We also had fun with some vintage inspired fixtures, like this this bridge faucet that was donated by Brizo.
Even little details like having the hardware on the cabinets is making it feel that much closer to complete (these were donated by Liberty).
As much as we love the old-school/classic feel of the guest bath, our favorite bathroom in the entire house is the kids bathroom. You had seen a preview of the green vanity and the white lantern tile a few weeks back, but the wall-to-wall mirror finally got installed, along with our wall-mounted faucets, and that fun industrial light fixture (donated from Shades of Light).
The white solid surface top has a double trough sink recessed into it, which the folks at Ferguson helped us find. It’s hard to see how deep it is since it’s half recessed (it doesn’t just sit on the counter, it drops beneath it) but it has over 5″ of depth, 14″ of width, and is nearly 48″ long. Can I just tell you how crazy Clara would go for this set-up? It’d be like the grandest swimming pool ever for her Barbies. We also had fun adding a pair of wall-mount faucets (donated by Delta) that come directly from the mirror.

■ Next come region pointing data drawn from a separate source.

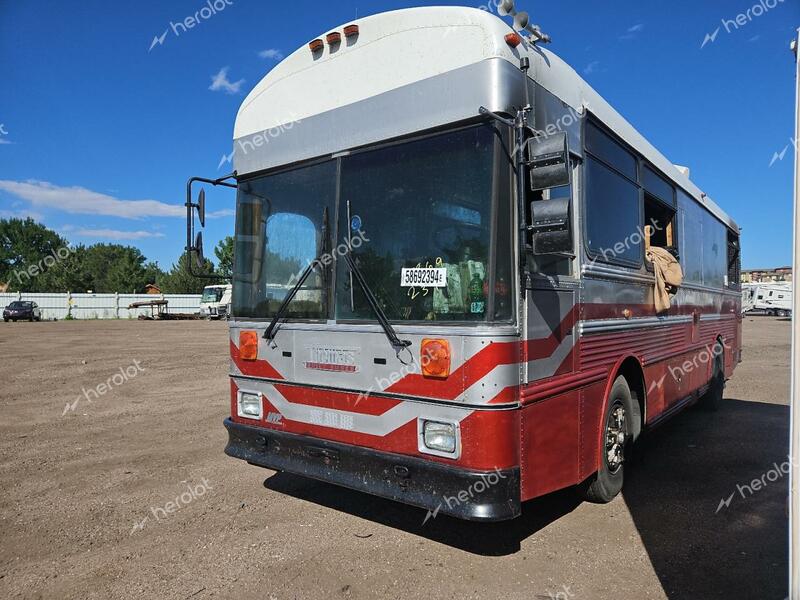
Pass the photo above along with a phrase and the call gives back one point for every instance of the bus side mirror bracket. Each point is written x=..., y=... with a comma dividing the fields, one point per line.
x=548, y=162
x=551, y=227
x=548, y=168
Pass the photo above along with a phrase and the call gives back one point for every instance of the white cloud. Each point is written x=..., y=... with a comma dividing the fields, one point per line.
x=220, y=82
x=272, y=54
x=80, y=201
x=632, y=31
x=20, y=214
x=111, y=234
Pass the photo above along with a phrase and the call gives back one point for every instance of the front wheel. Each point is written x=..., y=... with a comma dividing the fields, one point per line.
x=712, y=399
x=603, y=486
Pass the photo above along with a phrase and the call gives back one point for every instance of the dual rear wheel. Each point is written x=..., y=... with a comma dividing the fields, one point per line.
x=617, y=440
x=619, y=425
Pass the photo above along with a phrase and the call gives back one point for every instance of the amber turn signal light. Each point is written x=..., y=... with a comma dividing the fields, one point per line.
x=434, y=356
x=248, y=345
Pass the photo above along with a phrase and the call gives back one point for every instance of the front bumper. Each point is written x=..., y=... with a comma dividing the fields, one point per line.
x=465, y=494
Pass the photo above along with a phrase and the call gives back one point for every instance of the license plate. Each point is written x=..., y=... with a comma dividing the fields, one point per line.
x=423, y=277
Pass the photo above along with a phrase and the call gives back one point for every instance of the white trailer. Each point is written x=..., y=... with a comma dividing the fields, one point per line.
x=773, y=298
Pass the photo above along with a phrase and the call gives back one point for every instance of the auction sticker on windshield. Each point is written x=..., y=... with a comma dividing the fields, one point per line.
x=423, y=277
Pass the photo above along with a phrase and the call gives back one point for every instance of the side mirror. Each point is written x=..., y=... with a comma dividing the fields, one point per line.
x=197, y=251
x=548, y=161
x=201, y=208
x=551, y=226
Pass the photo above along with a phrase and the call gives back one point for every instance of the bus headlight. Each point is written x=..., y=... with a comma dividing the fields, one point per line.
x=439, y=436
x=249, y=405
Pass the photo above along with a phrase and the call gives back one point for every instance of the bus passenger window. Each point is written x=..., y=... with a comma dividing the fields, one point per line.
x=734, y=260
x=659, y=221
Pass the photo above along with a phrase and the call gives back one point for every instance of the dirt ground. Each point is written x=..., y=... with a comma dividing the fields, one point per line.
x=130, y=494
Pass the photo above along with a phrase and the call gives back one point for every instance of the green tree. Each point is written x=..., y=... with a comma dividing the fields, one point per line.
x=178, y=280
x=70, y=275
x=224, y=253
x=27, y=251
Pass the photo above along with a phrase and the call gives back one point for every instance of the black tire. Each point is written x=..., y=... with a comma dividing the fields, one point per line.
x=603, y=486
x=712, y=399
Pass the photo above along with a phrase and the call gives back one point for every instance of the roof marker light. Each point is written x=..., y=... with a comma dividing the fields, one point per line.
x=513, y=39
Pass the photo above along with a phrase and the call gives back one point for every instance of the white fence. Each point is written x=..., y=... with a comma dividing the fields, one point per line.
x=101, y=306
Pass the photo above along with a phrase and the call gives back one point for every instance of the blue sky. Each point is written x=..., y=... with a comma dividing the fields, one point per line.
x=94, y=120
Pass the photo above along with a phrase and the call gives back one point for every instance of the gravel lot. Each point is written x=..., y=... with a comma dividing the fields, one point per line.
x=86, y=487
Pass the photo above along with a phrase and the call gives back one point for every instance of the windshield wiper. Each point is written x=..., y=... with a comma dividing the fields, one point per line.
x=272, y=330
x=396, y=342
x=269, y=334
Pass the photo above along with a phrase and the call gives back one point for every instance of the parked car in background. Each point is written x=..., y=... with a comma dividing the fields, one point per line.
x=216, y=300
x=22, y=310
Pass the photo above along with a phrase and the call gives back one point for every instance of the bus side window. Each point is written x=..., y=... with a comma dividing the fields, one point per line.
x=734, y=260
x=659, y=211
x=659, y=224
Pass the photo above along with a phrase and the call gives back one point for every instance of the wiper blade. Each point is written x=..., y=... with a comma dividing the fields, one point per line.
x=396, y=342
x=269, y=334
x=272, y=330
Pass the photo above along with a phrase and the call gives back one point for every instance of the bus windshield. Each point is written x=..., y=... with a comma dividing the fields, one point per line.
x=426, y=221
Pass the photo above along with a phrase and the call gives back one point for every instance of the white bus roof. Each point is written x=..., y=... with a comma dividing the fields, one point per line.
x=398, y=49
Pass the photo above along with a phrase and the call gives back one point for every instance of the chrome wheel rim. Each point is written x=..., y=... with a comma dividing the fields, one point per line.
x=616, y=436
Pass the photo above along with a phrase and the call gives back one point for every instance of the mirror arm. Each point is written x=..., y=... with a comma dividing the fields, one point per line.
x=190, y=206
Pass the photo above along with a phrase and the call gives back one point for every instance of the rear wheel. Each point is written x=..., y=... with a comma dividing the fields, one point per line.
x=603, y=486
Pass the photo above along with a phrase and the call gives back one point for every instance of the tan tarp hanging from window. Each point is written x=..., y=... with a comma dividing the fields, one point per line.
x=669, y=276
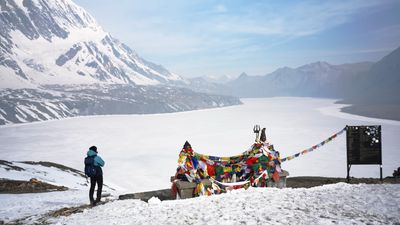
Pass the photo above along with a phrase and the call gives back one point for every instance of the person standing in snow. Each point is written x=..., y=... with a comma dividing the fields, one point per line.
x=94, y=162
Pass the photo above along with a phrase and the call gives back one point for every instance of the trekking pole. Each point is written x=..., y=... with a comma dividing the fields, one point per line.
x=256, y=130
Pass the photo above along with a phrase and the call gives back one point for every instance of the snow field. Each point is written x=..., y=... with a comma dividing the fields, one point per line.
x=330, y=204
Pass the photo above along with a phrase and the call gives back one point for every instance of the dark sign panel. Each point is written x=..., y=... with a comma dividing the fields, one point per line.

Don’t mind me. Just another shot of the vanity since the lighting was about as perfect as I’m ever gonna get in there.
Another fun feature in that bathroom is the attached toilet/shower area, which is sectioned off by a door (so one kid can shower or use the toilet while the other one washes up/gets ready). Inspired by the cubbies in this bathroom, we had the builder squeeze in a set of wall shelves behind the shower that are perfectly sized for rolled up towels, shampoo, and other small bathroom accessories (you can read more about the striped glass tiles we chose for the shower here).
Other little nooks that are starting to come together include the Master Bedroom “Atrium” between the bathroom and closet. We got this brass floor mirror from West Elm so the future owners can look at themselves taking photos (I kid), and of course you guys have seen a peek of that branch chandelier here. Ah to have 10′ ceilings on the first floor and 9′ ceilings on the second floor. Update: these walls are Stonington Gray by Ben Moore.
And we can’t forget that there are six other awesome houses going up right around us for the show – each done by a different team. So the other day we took a super quick field trip (the clock was ticking for preschool pick-up) to see some of the other exteriors. How amazing is this backyard? Pools aren’t super common in Richmond so it’s a nice treat to see one going in. We wouldn’t blame you guys if you just hung out back here during most of the show…
Things are going to be really showhouse heavy in real life for us over the next couple of weeks, so forgive us in advance if we’re behind or off schedule. We don’t want to let down our team or Habitat, so we’re hustling to get this baby done… well… before our other baby is done. We’re supposed to have as much finished as possible by April 4th (yes, a week from today) so it can be photographed by the Homearama organizers and then judged shortly thereafter (we’ll continue tweaking things and tying up loose ends for the following week or two). So we’re basically living out there these days. Good thing there are mattresses now.
PS: For those asking about Homearama tickets, they’re usually $10 (children 18 & under are free) but you can get them for 20% off (and show some love to Habitat if you’re so inclined) here. The show is open Thurs-Sun, the first three weekends of May.